SSUT: Das ist für uns schön zu hören, dass nicht das Ereignis an sich polarisiert, sondern der Weg dorthin. Dass Russland als Austragungsort an sich nicht ungeeignet ist, zeigen die Olympischen Spiele ja sehr gut. Haben die Spiele denn Ihre ganz persönlichen Erwartungen bisher erfüllt und was wünschen Sie sich in den letzten Tagen?

 

A.G.: Da ich schon so lange in Russland bin, schlägt mein Herz natürlich vor allem für die Eishockeymannschaft. Insofern wünsche ich mir natürlich, dass das Team ins Finale kommt. Ich habe das Spiel gegen die USA gesehen. Ich bin natürlich keine Expertin, aber ich fand, dass die Russen durchaus noch eine Schippe drauflegen sollten. Die Amerikaner waren besonders im zweiten und dritten Abschnitt doch ziemlich überlegen. Es wäre für die Stimmung im Land einfach schön, wenn das Finale erreicht werden würde. Wenn das dann noch gewonnen wird, wäre es perfekt, aber daran glaube ich nicht wirklich.

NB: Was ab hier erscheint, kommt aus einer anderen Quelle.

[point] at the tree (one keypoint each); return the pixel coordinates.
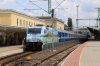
(70, 23)
(65, 27)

Dann wünsche ich mir noch, dass das Wetter wieder besser wird und dass die Deutschen den ersten Platz im Medaillenspiegel verteidigen können. Aber auch das wird schwer, weil ich glaube, dass wir im zweiten Teil nicht mehr so viele Goldmedaillen holen werden.

 

SSUT: Da müssen wir uns wohl überraschen lassen und die „Daumen drücken“.

Frau Gellinek, wir bedanken uns bei Ihnen für das Gespräch und wünschen Ihnen noch ein paar schöne, spannende und stimmungsreiche Tage in Sotschi. Vielen Dank!

 

A.G.: Danke. Sehr gerne und viele Grüße nach Deutschland.